Forty-two purchasers of a handgun were murdered in the first year after their purchase; firearms were involved in 40 (95 percent) of these cases. Homicide by means of a firearm accounted for 4.7 percent of all deaths in this cohort. In the state as a whole during 1991 and 1992, firearms were involved in 70.5 percent of homicides, and homicide by firearm accounted for 1.2 percent of all deaths. After adjustment for age, homicide by firearm accounted for fewer deaths than expected among male handgun purchasers (standardized mortality ratio, 0.84) but more deaths than expected among women (standardized mortality ratio, 2.20) (Table 3).

Among men who purchased a handgun, there were fewer deaths than expected from heart disease (standardized mortality ratio, 0.78), cancer (0.67), unintentional injury (0.67), and all causes (0.73) in the first year after the purchase of a handgun. Mortality from all causes among women was greater than expected (standardized mortality ratio, 1.09), though there were fewer deaths than expected from heart disease (standardized mortality ratio, 0.78), cancer (0.47), and unintentional injury (0.46). For women 21 to 44 years of age, the standardized mortality ratio for death from all causes was 1.53. In both cases, the entire increase in the risk of death from all causes could be accounted for by the excess number of deaths from suicide by firearm.

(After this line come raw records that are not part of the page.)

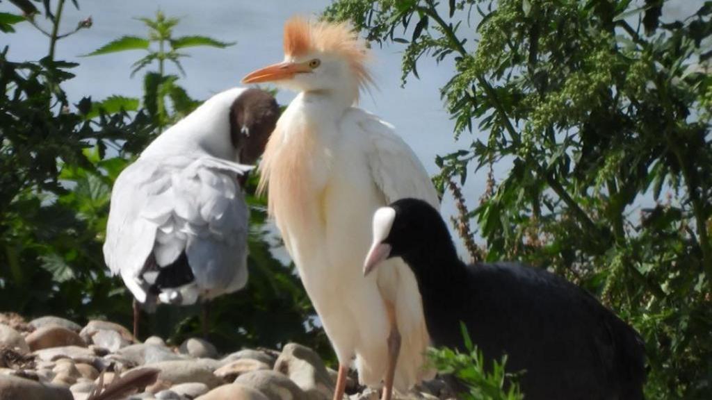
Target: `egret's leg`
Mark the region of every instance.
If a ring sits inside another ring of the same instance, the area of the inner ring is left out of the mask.
[[[138,306],[138,301],[134,298],[134,337],[138,340],[138,316],[141,311]]]
[[[334,399],[341,400],[346,390],[346,374],[349,372],[347,367],[339,364],[339,374],[336,376],[336,388],[334,389]]]
[[[388,364],[386,369],[385,386],[381,400],[391,400],[393,394],[393,377],[396,373],[396,362],[400,353],[401,336],[396,325],[395,320],[391,321],[391,332],[388,335]]]
[[[208,317],[209,316],[209,313],[210,312],[210,301],[209,300],[205,300],[205,301],[203,302],[202,309],[203,309],[203,312],[202,312],[202,314],[201,315],[201,320],[202,320],[202,321],[201,321],[201,325],[202,325],[202,328],[203,328],[203,339],[207,340],[208,340],[208,333],[210,332],[210,329],[209,329],[210,327],[209,326],[209,324],[208,324]]]

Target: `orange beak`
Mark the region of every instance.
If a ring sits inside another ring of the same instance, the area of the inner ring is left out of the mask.
[[[308,63],[284,62],[252,71],[242,78],[243,83],[259,83],[291,79],[298,73],[311,72]]]

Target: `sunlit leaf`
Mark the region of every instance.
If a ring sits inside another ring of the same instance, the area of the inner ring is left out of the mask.
[[[184,48],[187,47],[208,46],[216,47],[218,48],[225,48],[233,46],[236,42],[223,42],[208,36],[182,36],[171,41],[171,46],[174,49]]]
[[[125,96],[110,96],[100,102],[93,102],[91,110],[85,115],[87,120],[98,117],[101,112],[115,114],[122,111],[136,111],[139,107],[139,99]]]
[[[85,54],[84,56],[110,54],[130,50],[148,50],[150,45],[148,39],[138,36],[122,36],[116,40],[100,47],[99,48]]]

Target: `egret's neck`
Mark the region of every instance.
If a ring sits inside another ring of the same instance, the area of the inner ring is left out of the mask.
[[[349,108],[358,98],[358,89],[355,92],[347,88],[340,89],[324,89],[318,90],[305,90],[300,93],[305,102],[318,103],[320,107],[325,107],[334,115],[341,114]]]

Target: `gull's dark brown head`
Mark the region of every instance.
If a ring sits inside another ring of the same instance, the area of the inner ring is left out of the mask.
[[[230,139],[241,164],[257,162],[278,118],[279,106],[268,92],[250,88],[235,99],[230,107]]]

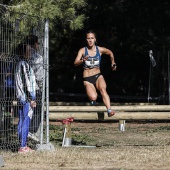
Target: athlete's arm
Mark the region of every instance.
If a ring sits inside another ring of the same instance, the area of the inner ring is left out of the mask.
[[[74,65],[79,66],[79,65],[83,64],[83,62],[86,61],[88,59],[88,57],[89,57],[88,55],[84,56],[84,48],[81,48],[78,51],[77,57],[74,61]]]

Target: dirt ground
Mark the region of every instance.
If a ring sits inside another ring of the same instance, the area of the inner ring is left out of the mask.
[[[119,123],[74,121],[71,147],[61,147],[63,125],[50,122],[50,143],[55,150],[29,154],[0,152],[2,170],[170,170],[170,122],[126,121]]]

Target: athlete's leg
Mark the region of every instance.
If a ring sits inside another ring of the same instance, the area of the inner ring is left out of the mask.
[[[84,87],[86,88],[86,94],[90,101],[96,101],[97,99],[97,92],[96,88],[92,83],[84,81]]]
[[[106,91],[106,82],[102,75],[96,81],[96,88],[100,91],[100,94],[102,95],[103,103],[105,104],[108,110],[109,116],[113,116],[115,112],[111,110],[110,97]]]

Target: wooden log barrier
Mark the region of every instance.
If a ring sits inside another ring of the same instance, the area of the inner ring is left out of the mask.
[[[170,105],[113,106],[116,115],[107,116],[105,106],[50,106],[49,119],[74,120],[170,120]]]

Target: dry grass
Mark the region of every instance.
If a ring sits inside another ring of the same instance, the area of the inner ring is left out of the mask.
[[[73,134],[86,135],[86,145],[100,147],[62,148],[56,145],[55,151],[1,152],[5,161],[2,169],[170,169],[169,123],[127,123],[124,133],[117,127],[117,123],[75,122],[72,124]]]

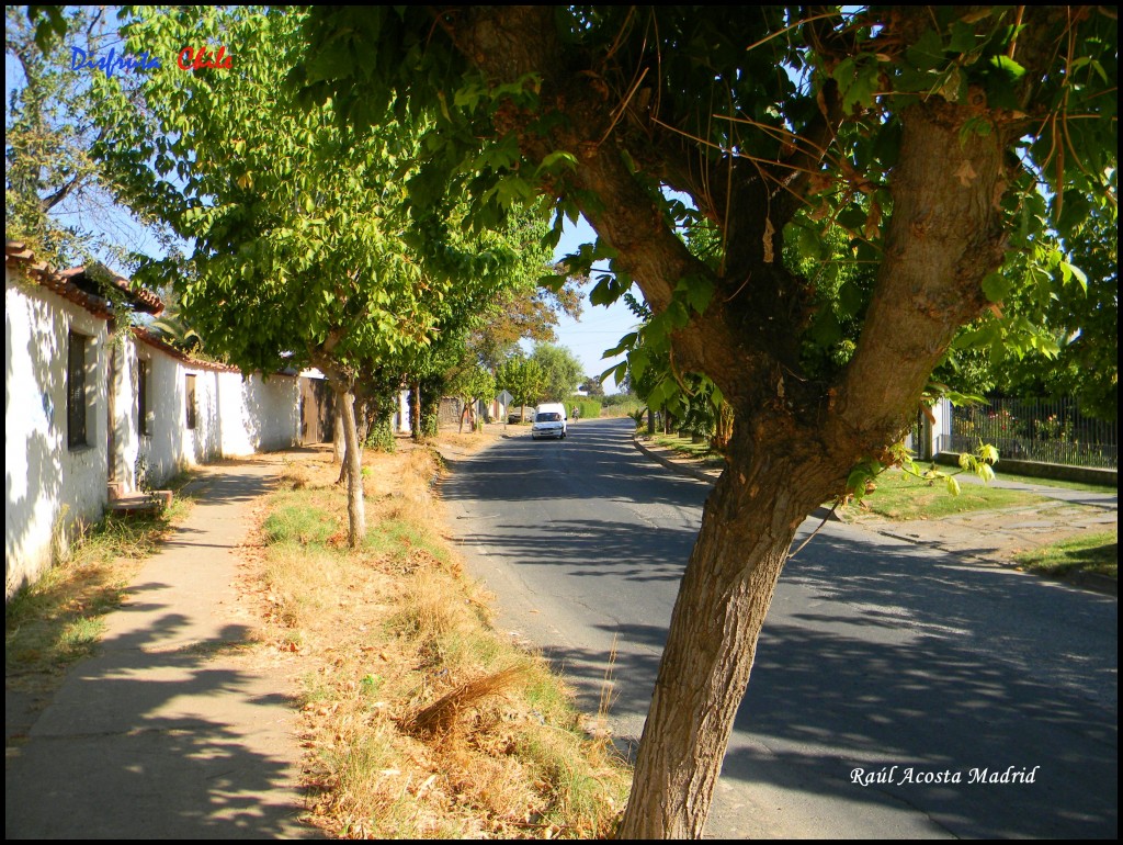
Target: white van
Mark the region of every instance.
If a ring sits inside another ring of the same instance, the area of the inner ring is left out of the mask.
[[[535,425],[530,427],[531,439],[539,437],[557,437],[559,440],[566,436],[565,406],[562,402],[544,402],[535,409]]]

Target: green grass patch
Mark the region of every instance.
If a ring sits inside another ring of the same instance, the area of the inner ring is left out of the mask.
[[[1088,493],[1119,493],[1119,488],[1112,484],[1089,484],[1084,481],[1060,481],[1054,479],[1039,479],[1033,475],[1017,475],[1012,472],[1003,472],[1002,461],[995,466],[995,476],[999,481],[1017,481],[1025,484],[1039,484],[1041,487],[1054,487],[1060,490],[1083,490]]]
[[[884,472],[876,483],[877,489],[862,499],[862,505],[871,514],[901,521],[940,519],[975,510],[1003,510],[1047,501],[1037,493],[990,484],[964,483],[959,496],[952,496],[943,481],[922,481],[900,470]]]
[[[697,457],[709,466],[721,469],[725,465],[725,458],[710,448],[709,439],[694,443],[694,439],[690,436],[682,437],[677,434],[657,434],[651,437],[651,442],[664,448],[677,452],[681,455]]]
[[[599,399],[575,399],[570,402],[568,411],[573,412],[573,406],[581,409],[581,419],[597,419],[601,416],[601,402]],[[570,422],[574,420],[570,419]]]
[[[277,508],[262,526],[262,535],[270,545],[299,543],[323,545],[335,534],[337,526],[331,516],[320,508],[286,505]]]
[[[1119,578],[1119,531],[1083,534],[1022,552],[1014,560],[1030,572],[1043,575],[1066,578],[1092,573]]]

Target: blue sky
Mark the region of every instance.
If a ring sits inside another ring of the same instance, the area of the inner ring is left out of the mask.
[[[596,233],[579,218],[574,226],[568,220],[558,242],[558,248],[554,253],[554,260],[574,252],[581,244],[596,239]],[[590,285],[591,289],[591,285]],[[631,331],[636,324],[636,316],[628,310],[623,302],[614,302],[609,307],[593,306],[588,302],[588,290],[585,290],[585,308],[581,319],[574,320],[565,315],[557,328],[558,344],[568,348],[584,366],[586,375],[600,375],[613,363],[623,361],[623,356],[603,358],[605,349],[611,349],[626,334]],[[610,376],[604,383],[604,392],[617,392],[615,383]]]

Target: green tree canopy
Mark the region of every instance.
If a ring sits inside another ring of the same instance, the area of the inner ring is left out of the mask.
[[[634,281],[654,316],[632,345],[704,373],[734,411],[621,830],[697,836],[802,518],[856,464],[888,460],[960,326],[1015,283],[1074,283],[1063,238],[1092,208],[1114,220],[1115,15],[323,8],[308,35],[292,80],[310,102],[330,97],[356,127],[426,115],[423,181],[469,191],[480,225],[537,197],[556,231],[584,213],[599,240],[572,261],[606,264],[594,303]],[[720,252],[685,247],[693,219]],[[852,352],[810,371],[806,346],[839,338],[816,321],[815,280],[782,256],[831,261],[836,229],[874,272],[833,294],[860,325]],[[1019,260],[1025,273],[1003,272]],[[1007,320],[993,342],[1041,337]]]
[[[542,371],[542,401],[568,401],[584,378],[581,362],[565,346],[535,344],[530,360]]]

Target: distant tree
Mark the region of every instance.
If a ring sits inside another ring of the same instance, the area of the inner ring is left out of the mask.
[[[527,418],[527,406],[542,398],[546,378],[537,361],[522,355],[512,355],[495,373],[495,387],[514,397],[515,405],[522,407],[522,419]]]
[[[457,397],[463,403],[459,430],[464,430],[465,419],[468,420],[469,430],[475,430],[475,405],[495,396],[495,376],[480,364],[468,364],[457,367],[446,378],[446,392]]]
[[[542,399],[564,402],[573,396],[582,380],[582,366],[565,346],[536,344],[530,360],[542,369]]]
[[[604,384],[601,383],[601,376],[599,375],[586,375],[585,380],[577,385],[577,389],[584,390],[591,397],[604,396]]]

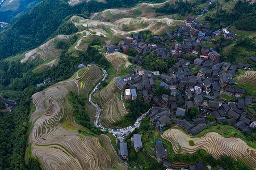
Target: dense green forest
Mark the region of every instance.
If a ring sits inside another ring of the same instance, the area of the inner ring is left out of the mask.
[[[205,16],[205,20],[210,21],[211,24],[219,27],[220,23],[228,26],[234,24],[238,29],[256,31],[256,5],[249,4],[246,1],[239,1],[232,12],[222,9],[222,5],[215,4],[212,10],[215,13]]]
[[[193,3],[188,2],[187,1],[176,1],[175,3],[166,3],[164,6],[156,8],[156,12],[161,12],[165,15],[174,14],[184,16],[187,14],[199,15],[202,13],[202,9],[198,8],[199,5],[207,2],[207,0],[196,0]]]

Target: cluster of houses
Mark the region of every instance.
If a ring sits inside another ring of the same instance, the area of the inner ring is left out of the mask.
[[[233,87],[237,84],[232,78],[237,66],[209,60],[198,63],[198,59],[196,58],[194,62],[194,65],[200,68],[196,74],[190,71],[187,66],[191,62],[187,63],[182,59],[170,68],[167,74],[134,68],[123,78],[117,78],[116,86],[124,91],[125,100],[136,100],[142,96],[148,104],[154,105],[149,116],[157,128],[174,121],[195,135],[213,125],[207,126],[205,123],[207,112],[211,113],[217,122],[229,121],[238,129],[252,131],[254,127],[250,125],[255,120],[245,113],[246,105],[252,104],[252,98],[244,96],[244,89]],[[156,90],[161,86],[170,90],[170,94],[157,95]],[[237,97],[238,101],[225,103],[221,101],[222,94]],[[194,107],[199,108],[202,117],[190,122],[175,118],[177,116],[182,117]]]
[[[52,79],[51,78],[48,78],[45,80],[44,80],[43,82],[43,83],[40,83],[40,84],[36,84],[36,87],[40,87],[42,86],[44,86],[47,83],[51,83],[52,82]]]
[[[159,40],[157,42],[161,42],[161,44],[153,42],[146,44],[142,35],[136,33],[132,35],[132,37],[125,37],[117,46],[107,46],[106,53],[116,51],[127,53],[129,49],[133,49],[139,54],[134,58],[135,63],[139,65],[142,65],[144,54],[149,51],[154,52],[156,56],[161,57],[163,61],[171,57],[181,59],[182,54],[192,56],[198,56],[200,54],[200,58],[196,62],[200,65],[204,61],[213,62],[219,61],[221,58],[221,56],[213,48],[201,47],[200,43],[211,41],[213,37],[220,35],[223,35],[226,39],[236,39],[236,35],[228,29],[210,29],[208,26],[202,25],[192,18],[187,18],[186,23],[186,26],[181,26],[173,33],[169,30],[165,32],[166,37],[170,41],[174,40],[174,37],[182,36],[184,38],[182,44],[175,41],[174,49],[171,49],[168,46],[168,43],[163,36],[154,36],[153,37],[154,40]],[[224,44],[223,43],[223,45],[226,45]],[[245,65],[246,66],[247,65]]]
[[[134,147],[135,151],[138,152],[142,147],[142,143],[141,142],[141,135],[135,134],[131,138],[131,144]],[[127,149],[127,143],[120,143],[119,155],[124,159],[127,159],[128,156],[128,152]]]
[[[14,109],[19,105],[16,101],[5,99],[1,95],[0,95],[0,100],[3,102],[6,109],[7,109],[11,113],[12,113],[14,110]]]
[[[166,152],[166,150],[163,147],[163,142],[160,141],[157,141],[156,143],[156,147],[154,151],[157,156],[157,159],[158,162],[162,162],[163,165],[167,168],[170,168],[171,164],[165,160],[167,158],[168,155]],[[211,169],[211,167],[207,166],[208,169]],[[196,163],[196,164],[189,165],[189,169],[191,170],[207,170],[205,164],[202,162],[200,161]],[[188,169],[181,168],[181,170],[188,170]]]

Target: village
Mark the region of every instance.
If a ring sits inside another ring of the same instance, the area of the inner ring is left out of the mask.
[[[154,52],[163,61],[171,57],[178,61],[166,73],[133,67],[128,74],[116,79],[116,86],[123,92],[125,100],[143,99],[153,105],[149,117],[156,128],[161,129],[168,122],[175,122],[191,135],[196,135],[214,126],[212,123],[213,120],[209,119],[213,117],[217,123],[224,122],[242,131],[252,132],[256,127],[256,120],[246,113],[246,107],[252,104],[252,98],[245,96],[244,89],[233,87],[237,84],[233,78],[236,76],[238,67],[250,68],[250,66],[246,63],[234,65],[221,62],[221,56],[213,48],[201,46],[200,44],[218,36],[234,40],[236,35],[225,28],[213,31],[209,26],[202,25],[191,18],[187,18],[185,23],[186,26],[181,26],[177,31],[166,31],[166,36],[170,41],[173,41],[174,37],[184,38],[182,44],[175,41],[174,49],[168,46],[163,36],[153,37],[154,40],[160,40],[161,44],[147,44],[139,33],[125,37],[117,46],[107,47],[107,54],[116,51],[127,53],[130,49],[135,50],[139,54],[135,56],[134,61],[139,66],[142,65],[144,55],[149,51]],[[200,57],[193,61],[182,58],[182,55]],[[254,57],[250,60],[256,61]],[[197,73],[191,71],[191,65],[198,70]],[[164,92],[160,95],[157,91]],[[236,97],[237,101],[229,101],[222,97],[223,95]],[[199,110],[199,114],[188,118],[186,115],[195,108]],[[118,142],[119,155],[124,159],[128,159],[127,143],[120,140]],[[142,147],[141,135],[133,135],[132,145],[136,152]],[[165,160],[167,155],[161,141],[157,141],[154,151],[158,162],[162,162],[167,168],[171,167],[171,164]],[[203,164],[199,162],[198,165],[190,165],[190,169],[207,169]]]

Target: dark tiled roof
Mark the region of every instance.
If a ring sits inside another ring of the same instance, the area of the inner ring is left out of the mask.
[[[213,116],[213,117],[215,118],[220,117],[220,115],[217,111],[212,112],[212,116]]]
[[[176,110],[176,116],[183,116],[185,114],[186,110],[180,108],[178,108]]]
[[[191,124],[190,124],[190,122],[188,122],[186,119],[183,119],[180,123],[179,125],[181,126],[182,126],[183,127],[184,127],[184,128],[185,128],[186,129],[187,129],[187,130],[190,130],[190,129],[192,128],[192,127],[193,127],[193,125],[192,125]]]
[[[244,122],[247,125],[249,125],[249,124],[250,124],[250,122],[251,122],[249,119],[245,118],[244,117],[240,117],[239,120]]]
[[[231,117],[233,117],[235,119],[238,119],[239,118],[239,116],[240,116],[240,115],[239,114],[237,114],[237,113],[234,112],[234,111],[233,111],[232,110],[230,110],[229,111],[228,111],[228,115],[229,115]]]
[[[217,117],[216,121],[218,123],[222,122],[224,121],[226,121],[226,118],[225,117]]]
[[[141,135],[137,134],[133,134],[133,143],[135,148],[142,147],[142,143],[141,142]]]
[[[251,105],[253,104],[253,99],[249,96],[245,96],[245,105]]]
[[[191,134],[195,135],[198,133],[203,131],[203,130],[207,129],[207,125],[205,124],[201,124],[196,125],[191,129],[190,129],[190,132]]]
[[[156,150],[157,151],[158,157],[160,159],[163,159],[167,156],[162,143],[157,143],[157,144],[156,144]]]
[[[123,156],[128,156],[127,143],[120,143],[120,150]]]
[[[245,110],[245,100],[238,99],[237,101],[237,107],[241,110]]]

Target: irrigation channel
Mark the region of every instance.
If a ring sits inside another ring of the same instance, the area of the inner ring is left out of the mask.
[[[95,64],[96,65],[96,64]],[[93,65],[87,65],[87,66],[89,67],[90,66],[92,66]],[[102,79],[102,80],[94,87],[94,88],[93,90],[91,92],[90,94],[89,95],[89,103],[92,105],[93,105],[94,107],[96,108],[96,116],[94,120],[94,125],[97,128],[100,128],[101,130],[102,131],[107,131],[107,128],[103,127],[102,125],[100,125],[100,123],[99,122],[99,120],[100,118],[100,113],[102,111],[102,109],[98,105],[98,104],[95,104],[93,103],[93,100],[91,100],[91,95],[95,92],[96,90],[99,88],[99,86],[100,85],[100,84],[102,83],[103,81],[104,81],[108,76],[108,73],[107,71],[103,67],[101,67],[101,66],[99,65],[98,65],[100,69],[102,70],[104,73],[104,77]],[[153,107],[152,107],[153,108]],[[112,134],[115,135],[115,137],[117,137],[117,141],[118,142],[122,142],[123,140],[126,137],[126,135],[128,134],[129,133],[133,131],[135,128],[139,128],[140,125],[140,121],[142,119],[145,117],[146,114],[149,113],[149,111],[152,109],[152,108],[150,108],[146,112],[144,113],[142,116],[140,116],[137,120],[135,122],[135,124],[132,126],[129,126],[127,127],[124,127],[123,128],[120,129],[111,129],[109,128],[108,129],[108,131],[111,133]]]

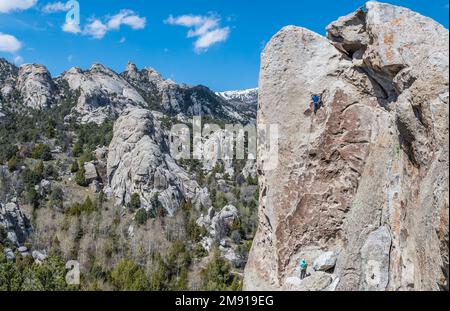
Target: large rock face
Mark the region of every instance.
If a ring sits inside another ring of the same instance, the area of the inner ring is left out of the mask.
[[[433,20],[377,2],[332,23],[328,39],[289,26],[271,40],[258,122],[279,126],[279,165],[261,171],[246,289],[289,288],[298,260],[311,264],[318,250],[337,254],[336,290],[438,289],[448,44]]]
[[[16,66],[0,58],[0,103],[12,96],[18,71]]]
[[[144,98],[127,81],[101,64],[87,71],[72,68],[61,79],[72,91],[79,92],[74,112],[83,123],[102,123],[127,108],[146,106]]]
[[[137,193],[143,207],[161,204],[169,215],[183,200],[210,205],[207,190],[175,163],[160,121],[145,109],[126,110],[114,124],[107,171],[117,204]]]

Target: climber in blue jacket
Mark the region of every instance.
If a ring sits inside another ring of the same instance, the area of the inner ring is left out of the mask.
[[[319,95],[312,95],[311,96],[312,102],[314,104],[314,114],[317,113],[317,111],[319,111],[320,107],[322,106],[322,99],[320,98]]]
[[[305,259],[300,261],[300,280],[306,278],[306,270],[308,269],[308,263]]]

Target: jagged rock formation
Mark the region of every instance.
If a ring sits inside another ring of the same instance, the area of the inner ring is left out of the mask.
[[[197,225],[204,227],[209,237],[204,239],[204,247],[208,251],[213,241],[220,242],[231,230],[234,222],[239,220],[236,207],[229,204],[217,212],[211,207],[206,215],[202,215],[197,219]]]
[[[17,73],[18,69],[16,66],[0,58],[0,103],[10,99],[14,91]]]
[[[151,109],[170,116],[210,116],[234,122],[252,118],[207,87],[176,84],[170,79],[165,80],[152,68],[138,70],[130,62],[122,77],[142,94]]]
[[[117,118],[130,107],[145,106],[142,96],[122,77],[101,64],[89,70],[72,68],[61,75],[70,90],[79,92],[74,112],[83,123],[102,123]]]
[[[437,290],[448,265],[448,30],[377,2],[327,29],[328,39],[286,27],[262,54],[258,123],[278,124],[279,165],[261,171],[244,287],[292,289],[299,259],[333,251],[332,278],[294,289]]]
[[[21,245],[31,234],[30,221],[16,203],[0,203],[0,229],[14,245]]]
[[[205,86],[176,84],[154,69],[139,70],[131,62],[121,74],[94,64],[88,70],[71,68],[53,79],[42,65],[17,68],[0,59],[0,103],[15,110],[45,109],[69,97],[77,103],[66,118],[81,123],[101,124],[130,108],[154,110],[168,117],[208,116],[249,123],[254,121],[256,109],[254,103],[242,109]]]
[[[16,89],[25,106],[42,109],[52,104],[56,87],[47,68],[26,64],[19,68]]]
[[[126,110],[114,124],[109,146],[108,180],[117,204],[134,193],[143,207],[161,204],[169,215],[183,200],[208,207],[209,195],[169,154],[160,121],[145,109]]]

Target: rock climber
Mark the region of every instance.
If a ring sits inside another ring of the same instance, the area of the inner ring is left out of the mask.
[[[317,94],[312,95],[311,99],[314,104],[314,114],[316,114],[320,107],[322,107],[322,99]]]
[[[300,280],[306,278],[306,269],[308,269],[308,263],[305,259],[300,261]]]

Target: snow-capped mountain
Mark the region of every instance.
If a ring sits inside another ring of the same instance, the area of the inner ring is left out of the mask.
[[[258,107],[258,88],[218,92],[216,94],[233,105],[236,110],[256,118],[256,110]]]

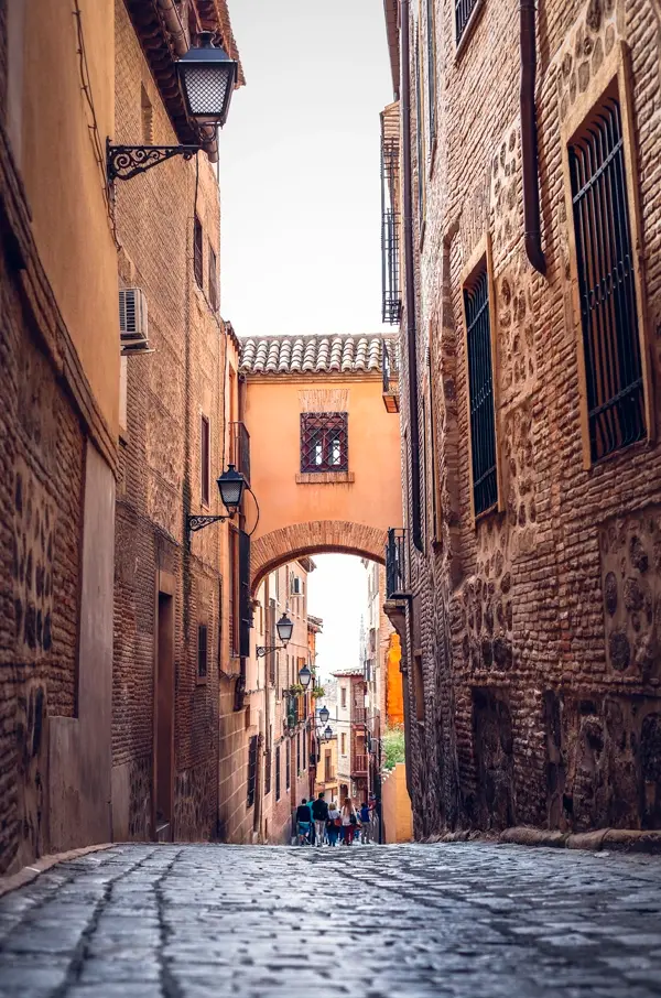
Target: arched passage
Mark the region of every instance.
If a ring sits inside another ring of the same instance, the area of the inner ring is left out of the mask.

The rate of suicide by firearm among handgun purchasers remained greater than the rate in the general population throughout follow-up (Figure 2Figure 2Rates of Suicide by Firearm during the Six Years after Purchase among Persons Who Purchased Handguns in California in 1991.). Standardized mortality ratios for suicide by all methods and for suicide by firearm were lower than those for the first year after purchase but remained high; those for homicide were little changed (Table 4Table 4Standardized Mortality Ratios for Suicide and Homicide among Handgun Purchasers during up to Six Years' Observation after Purchase in 1991 (1991 through 1996), as Compared with Average Mortality from Suicide and Homicide among All Adults in California in 1991 through 1996.). Women who purchased a handgun remained at high risk for both suicide by means of a firearm (standardized mortality ratio, 15.50) and death by homicide with a firearm (standardized mortality ratio, 2.01).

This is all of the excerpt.